In a tense 3-1 vote, the SEC approved its controversial package of new retail advice rules today, along with an additional new interpretation of a law that appears to broaden brokers’ ability to offer advice without having to register as advisors.

The wide-spanning “package of improvements” called Regulation Best Interest was approved largely along party lines, with sole Democrat Commissioner Peter Jackson voting against the four new rules he lambasted, as he encouraged investors to continue “to seek out true fiduciary advice from financial professionals who have chosen to hold themselves to higher standards than those we've set today.”

Chairman Jay Clayton and commissioners Hester Peirce and Elias Roisman voted to approve the new standards impacting retail investors advice: a new standard for brokers (Regulation Best Interest); new summary disclosures (Form Customer Relationship Summary); new standards of conduct for investment advisors; and the brand new interpretation that appears to significantly broaden brokers’ “solely incidental” exemption for offering investors advice without being required to register as an investment advisor.

“I hoped to join my colleagues in announcing that the nation's investor protection agency has left no doubt that, in America, investors come first,” Jackson said.
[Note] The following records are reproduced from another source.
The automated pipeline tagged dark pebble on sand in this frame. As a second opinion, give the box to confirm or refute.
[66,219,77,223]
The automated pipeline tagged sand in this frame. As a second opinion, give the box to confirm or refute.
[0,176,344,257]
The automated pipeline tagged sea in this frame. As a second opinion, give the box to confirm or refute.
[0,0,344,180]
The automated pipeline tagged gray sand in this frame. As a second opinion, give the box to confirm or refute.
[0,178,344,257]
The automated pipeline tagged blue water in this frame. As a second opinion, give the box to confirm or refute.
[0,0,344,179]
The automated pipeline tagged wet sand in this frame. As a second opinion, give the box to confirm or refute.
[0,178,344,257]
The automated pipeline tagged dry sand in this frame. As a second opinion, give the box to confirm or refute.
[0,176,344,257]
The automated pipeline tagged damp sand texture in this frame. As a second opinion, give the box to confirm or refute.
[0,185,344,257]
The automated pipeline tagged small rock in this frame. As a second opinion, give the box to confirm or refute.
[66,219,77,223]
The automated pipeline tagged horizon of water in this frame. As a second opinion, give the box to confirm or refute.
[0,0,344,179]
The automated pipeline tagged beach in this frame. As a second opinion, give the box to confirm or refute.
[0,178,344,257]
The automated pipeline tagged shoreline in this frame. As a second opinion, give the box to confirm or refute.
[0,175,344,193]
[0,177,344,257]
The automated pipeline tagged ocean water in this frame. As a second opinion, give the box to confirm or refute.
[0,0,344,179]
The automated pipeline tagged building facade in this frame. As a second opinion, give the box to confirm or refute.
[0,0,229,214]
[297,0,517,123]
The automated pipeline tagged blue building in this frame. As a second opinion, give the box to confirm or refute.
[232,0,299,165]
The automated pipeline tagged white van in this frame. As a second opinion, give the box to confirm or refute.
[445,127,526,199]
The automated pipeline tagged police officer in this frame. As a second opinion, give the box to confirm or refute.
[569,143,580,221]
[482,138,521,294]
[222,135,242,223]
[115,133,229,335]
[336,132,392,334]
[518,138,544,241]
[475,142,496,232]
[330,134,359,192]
“Sadly, I cannot say that," he continued. "Rather than requiring Wall Street to put investors first, today's rules retain a muddled standard that exposes millions of Americans to the costs of conflicted advice. Even worse, contrary to what Americans have heard for a generation, the commission today concludes that investment advisors are not true fiduciaries. Today's actions fail to arm Americans with the tools they need to survive the nation's retirement crisis. Accordingly, I respectfully dissent.”

Jackson faulted the commission for what he said was an inexplicable weakening of of the long-standing investment advisor fiduciary standard. “The final guidance the majority approves today removes language from last year's proposal stating that the law ‘requires an investment advisor to put its client's interests first.’... Thousands of advisers who have taken pride in putting clients first for decades will be surprised to learn that, all along, the SEC has had lower expectations for their work.”

Experts are still unpacking the more than 1,400 pages of new regulation.

“None of us have seen the language, but I think the proposed changes on investment advisor guidance and the solely incidental exemption will be bigger news over time than even Regulation Best Interest,” CFP Board CEO Kevin Keller told Financial Advisor magazine.

“I think it is a momentous day," he said. "We agree with Commissioner Jackson that investors should really seek out true fiduciary advice and adivisors who have chosen to hold themselves to a higher standard,” said Keller, whose organization oversees the conduct standards, licensing and ethics of 84,000 CFP certificants.

Keller said that the CFP Board came to a different conclusion than the SEC and found it is critical to pass “an unambiguous duty of loyalty and care to investors.”